Kickers: Everybody hates them because games always come down to them even though they are probably the least athletic players on the team. When a clutch kick is made, everybody cheers, but when that last-second kick is missed, kickers receive more hate than any other player on the team. Kickers been missing important kicks since field goal attempts became common, but these days it seems the number of missed kicks continues to grow every year.
For the past few seasons, field goal kickers in the National Football League have gotten significantly worse. The NFL moved the extra point distance back before the 2015 season and ever since that rule change there seems to have been an upward trend in high-profile kicking mishaps.
The plague on kickers does not discriminate, either. No kicker has been spared from this phenomenon and it has affected everyone from all-time greats like Stephen Gostkowski ─ his missed extra point in Denver in the 2016 playoffs and missed field goal in Super Bowl LII come to mind ─ to former Chicago Bears kicker Cody Parkey’s “double doink” off the post and crossbar last season.
There could be a bias because audiences tend to remember the missed kicks more than the ones that made it, but I decided I needed statistical evidence to support my theory that kickers are missing more field goals since the extra point was moved back.
The extra point was moved from the two-yard line to the 15-yard line before the 2015 season in order to make extra point attempts a more competitive play. It might not seem like much, but moving the extra point from a distance of 20 yards to 33 yards affected the entire league.
I used Pro Football Reference’s player season finder tool to get the data I analyzed. Two sets of data were analyzed: The first were kicking stats from the 2010 to 2014 seasons and the second data set was from the 2015 season up to week 12’s stats. To be included in this analysis, a kicker had to have played at least one full season over the five-year period in order to weed out backup kickers or kickers that had gotten cut.
From the 2010 season through the 2014 season, kickers that played at least one full season made 88.3 percent of field goal attempts and 99.5 percent of 20-yard extra point attempts. From 2015 up to week 12 of the this season, kickers have made 86.9 percent of field goal attempts and only 95.1 of 33-yard extra point attempts.
A 2 percent drop in kicks might not seem like much, but looking at the raw numbers, it adds up to almost 200 fewer kicks made. From 2010 to 2014, kickers made 2,684 field goals compared to 2,469 converted field goals since the extra point was moved back.
These numbers are over a broad five-year period, but analyzing stats for this year paints a distressing picture.
Kickers that have attempted 10 or more field goals this season are kicking at only an 80 percent clip, a stat that should sound alarms in every NFL office and could shift offensive philosophies around the league.
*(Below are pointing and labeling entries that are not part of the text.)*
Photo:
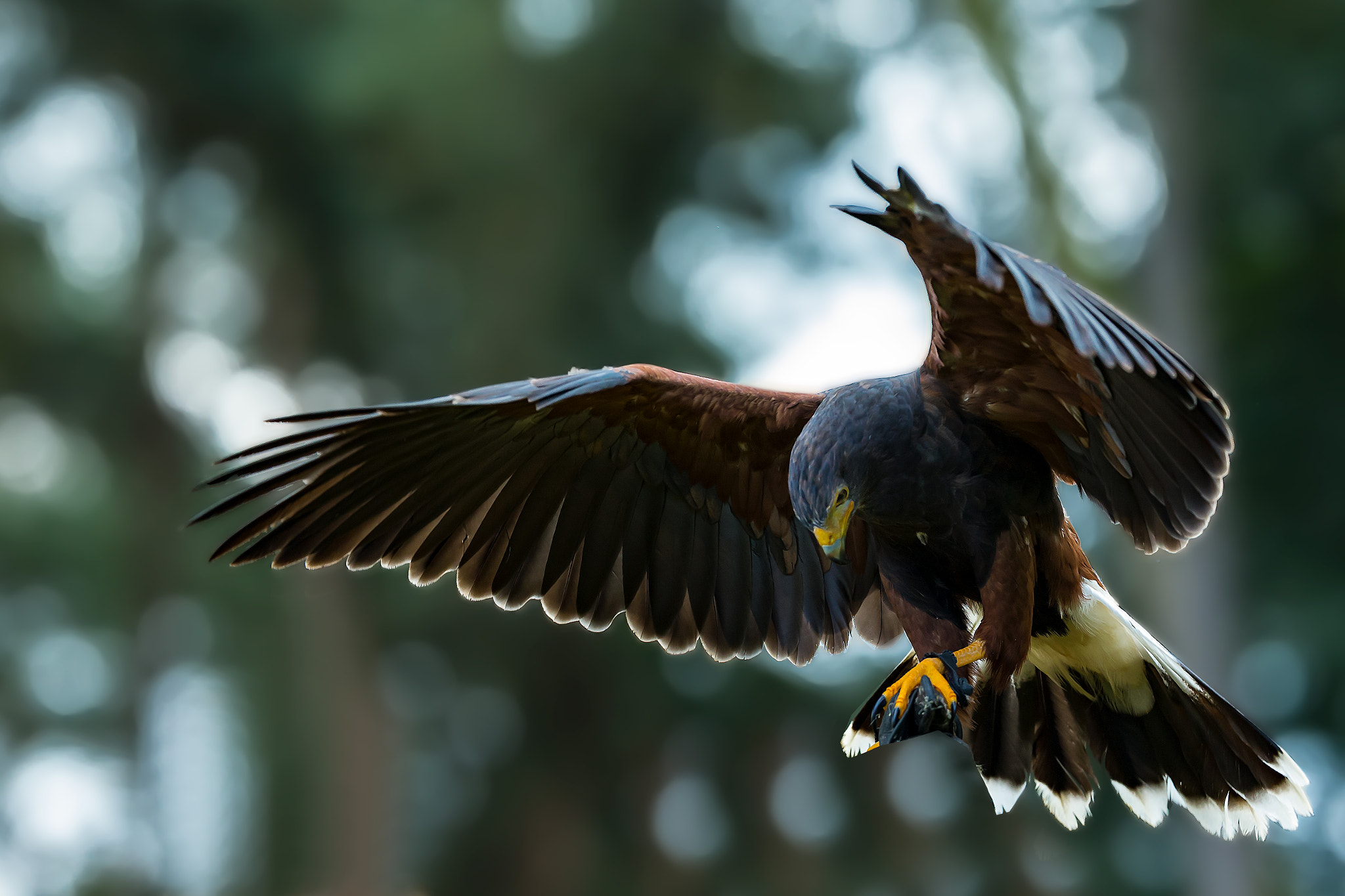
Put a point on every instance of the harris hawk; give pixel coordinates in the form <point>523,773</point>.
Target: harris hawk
<point>926,503</point>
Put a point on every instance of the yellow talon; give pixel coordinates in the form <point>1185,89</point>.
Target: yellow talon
<point>902,689</point>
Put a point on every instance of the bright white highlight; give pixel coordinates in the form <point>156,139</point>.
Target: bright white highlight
<point>200,778</point>
<point>689,821</point>
<point>34,453</point>
<point>807,805</point>
<point>72,163</point>
<point>68,673</point>
<point>546,27</point>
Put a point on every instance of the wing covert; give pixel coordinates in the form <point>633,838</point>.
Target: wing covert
<point>630,489</point>
<point>1110,406</point>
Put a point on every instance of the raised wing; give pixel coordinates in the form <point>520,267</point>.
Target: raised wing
<point>1111,408</point>
<point>627,489</point>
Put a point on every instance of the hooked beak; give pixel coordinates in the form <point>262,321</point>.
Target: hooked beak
<point>831,534</point>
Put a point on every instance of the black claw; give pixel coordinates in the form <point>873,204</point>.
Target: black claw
<point>910,184</point>
<point>868,215</point>
<point>876,715</point>
<point>926,710</point>
<point>870,181</point>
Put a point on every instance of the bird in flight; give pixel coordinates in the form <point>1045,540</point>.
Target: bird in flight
<point>744,519</point>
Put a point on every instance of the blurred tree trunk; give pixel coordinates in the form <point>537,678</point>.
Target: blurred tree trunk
<point>1193,593</point>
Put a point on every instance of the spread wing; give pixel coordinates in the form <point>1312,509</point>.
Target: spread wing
<point>627,489</point>
<point>1111,408</point>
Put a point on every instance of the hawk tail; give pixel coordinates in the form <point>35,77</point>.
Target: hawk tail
<point>1162,735</point>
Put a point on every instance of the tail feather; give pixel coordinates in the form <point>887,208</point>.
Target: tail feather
<point>1158,730</point>
<point>1060,765</point>
<point>1109,688</point>
<point>1000,746</point>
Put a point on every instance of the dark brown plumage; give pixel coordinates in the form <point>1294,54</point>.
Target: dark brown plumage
<point>741,517</point>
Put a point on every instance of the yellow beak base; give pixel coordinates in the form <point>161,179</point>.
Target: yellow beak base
<point>831,534</point>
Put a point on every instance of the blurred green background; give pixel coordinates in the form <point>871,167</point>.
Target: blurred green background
<point>217,211</point>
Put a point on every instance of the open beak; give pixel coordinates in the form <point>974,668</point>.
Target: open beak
<point>831,534</point>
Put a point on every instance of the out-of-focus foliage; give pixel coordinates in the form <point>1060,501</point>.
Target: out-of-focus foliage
<point>225,210</point>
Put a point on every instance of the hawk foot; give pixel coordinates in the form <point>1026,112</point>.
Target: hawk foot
<point>923,700</point>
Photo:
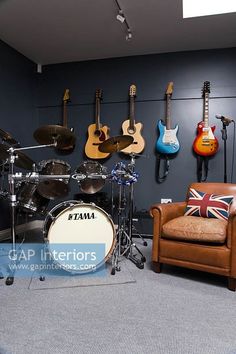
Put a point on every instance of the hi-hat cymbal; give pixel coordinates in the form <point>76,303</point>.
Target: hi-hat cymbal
<point>7,137</point>
<point>49,134</point>
<point>21,161</point>
<point>116,143</point>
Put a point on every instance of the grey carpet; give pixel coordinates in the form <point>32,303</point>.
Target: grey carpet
<point>175,312</point>
<point>100,278</point>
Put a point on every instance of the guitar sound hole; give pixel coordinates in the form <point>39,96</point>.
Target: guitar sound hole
<point>97,132</point>
<point>131,130</point>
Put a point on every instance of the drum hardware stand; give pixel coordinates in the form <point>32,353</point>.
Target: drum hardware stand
<point>13,202</point>
<point>131,256</point>
<point>123,240</point>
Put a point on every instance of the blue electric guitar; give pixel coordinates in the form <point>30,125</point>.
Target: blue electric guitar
<point>167,143</point>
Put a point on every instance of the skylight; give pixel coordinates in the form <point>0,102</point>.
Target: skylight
<point>195,8</point>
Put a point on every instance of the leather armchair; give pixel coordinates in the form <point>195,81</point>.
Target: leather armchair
<point>201,255</point>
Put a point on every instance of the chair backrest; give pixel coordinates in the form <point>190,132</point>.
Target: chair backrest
<point>216,188</point>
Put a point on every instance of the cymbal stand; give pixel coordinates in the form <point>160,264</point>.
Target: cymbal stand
<point>13,204</point>
<point>138,262</point>
<point>123,240</point>
<point>12,198</point>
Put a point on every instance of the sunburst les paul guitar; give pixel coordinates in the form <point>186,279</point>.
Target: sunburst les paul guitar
<point>167,143</point>
<point>129,127</point>
<point>205,143</point>
<point>97,133</point>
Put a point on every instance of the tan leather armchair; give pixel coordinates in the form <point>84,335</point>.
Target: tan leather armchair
<point>212,257</point>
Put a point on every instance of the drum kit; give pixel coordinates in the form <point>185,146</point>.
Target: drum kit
<point>48,180</point>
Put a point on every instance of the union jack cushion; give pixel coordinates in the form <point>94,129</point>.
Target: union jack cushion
<point>208,205</point>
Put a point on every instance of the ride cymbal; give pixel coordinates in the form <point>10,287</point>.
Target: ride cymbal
<point>49,134</point>
<point>7,137</point>
<point>21,160</point>
<point>116,143</point>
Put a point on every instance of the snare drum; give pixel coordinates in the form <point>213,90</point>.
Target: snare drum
<point>54,188</point>
<point>122,174</point>
<point>95,176</point>
<point>30,201</point>
<point>78,224</point>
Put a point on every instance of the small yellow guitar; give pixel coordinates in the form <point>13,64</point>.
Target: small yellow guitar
<point>129,127</point>
<point>97,133</point>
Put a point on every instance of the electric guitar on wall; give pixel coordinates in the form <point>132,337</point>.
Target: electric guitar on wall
<point>167,143</point>
<point>205,143</point>
<point>97,133</point>
<point>129,127</point>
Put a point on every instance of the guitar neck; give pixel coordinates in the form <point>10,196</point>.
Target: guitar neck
<point>131,113</point>
<point>97,114</point>
<point>65,118</point>
<point>206,110</point>
<point>168,112</point>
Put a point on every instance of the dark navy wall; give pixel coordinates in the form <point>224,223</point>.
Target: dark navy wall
<point>29,100</point>
<point>17,102</point>
<point>151,74</point>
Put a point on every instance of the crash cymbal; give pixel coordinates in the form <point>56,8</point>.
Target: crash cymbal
<point>21,161</point>
<point>48,134</point>
<point>116,143</point>
<point>7,137</point>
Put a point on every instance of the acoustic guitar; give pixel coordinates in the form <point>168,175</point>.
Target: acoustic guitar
<point>167,143</point>
<point>129,127</point>
<point>205,143</point>
<point>97,133</point>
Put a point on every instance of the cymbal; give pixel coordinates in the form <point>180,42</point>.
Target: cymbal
<point>7,137</point>
<point>48,134</point>
<point>21,161</point>
<point>116,143</point>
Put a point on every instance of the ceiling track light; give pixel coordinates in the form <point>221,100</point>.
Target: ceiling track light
<point>123,19</point>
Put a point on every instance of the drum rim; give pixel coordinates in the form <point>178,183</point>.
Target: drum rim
<point>45,162</point>
<point>81,203</point>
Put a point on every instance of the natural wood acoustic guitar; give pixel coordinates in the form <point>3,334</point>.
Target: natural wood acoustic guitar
<point>97,133</point>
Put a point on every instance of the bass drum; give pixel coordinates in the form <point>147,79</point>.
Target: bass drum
<point>76,229</point>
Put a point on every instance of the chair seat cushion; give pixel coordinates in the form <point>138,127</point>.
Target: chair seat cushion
<point>208,205</point>
<point>193,228</point>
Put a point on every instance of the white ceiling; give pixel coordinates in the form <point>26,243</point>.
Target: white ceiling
<point>56,31</point>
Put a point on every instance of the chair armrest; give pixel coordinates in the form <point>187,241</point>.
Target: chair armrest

When these numbers were analyzed, there were still five weeks left in the season, but assuming each kicker makes two kicks in each game for the final five weeks of the season, there will be 320 kicks made. However, we can’t assume that two field goals will be made by each kicker over the final stretch of the season. If the trend of only 80 percent of kicks being made stays true, then 256 kicks will be made. That would put the number of successful field goals from 2015 through the present higher than the 2010 through 2014 season total.
Yet, we can’t assume each kicker will make two field goals in each game — most won’t even have the chance to make two field goal attempts in each game.
Kicking trends might not seem notable in the grand scheme of the league, but NFL teams are scoring more points now because of rule changes that have hindered defenses, but many of these points are not coming from kickers.
Players these days are bigger, faster and stronger than they have ever been before on both sides of the ball and they put up huge stat lines weekly, yet most kickers seem to have not followed this upward trend.
Why are kickers struggling to make kicks these days? We might not ever know.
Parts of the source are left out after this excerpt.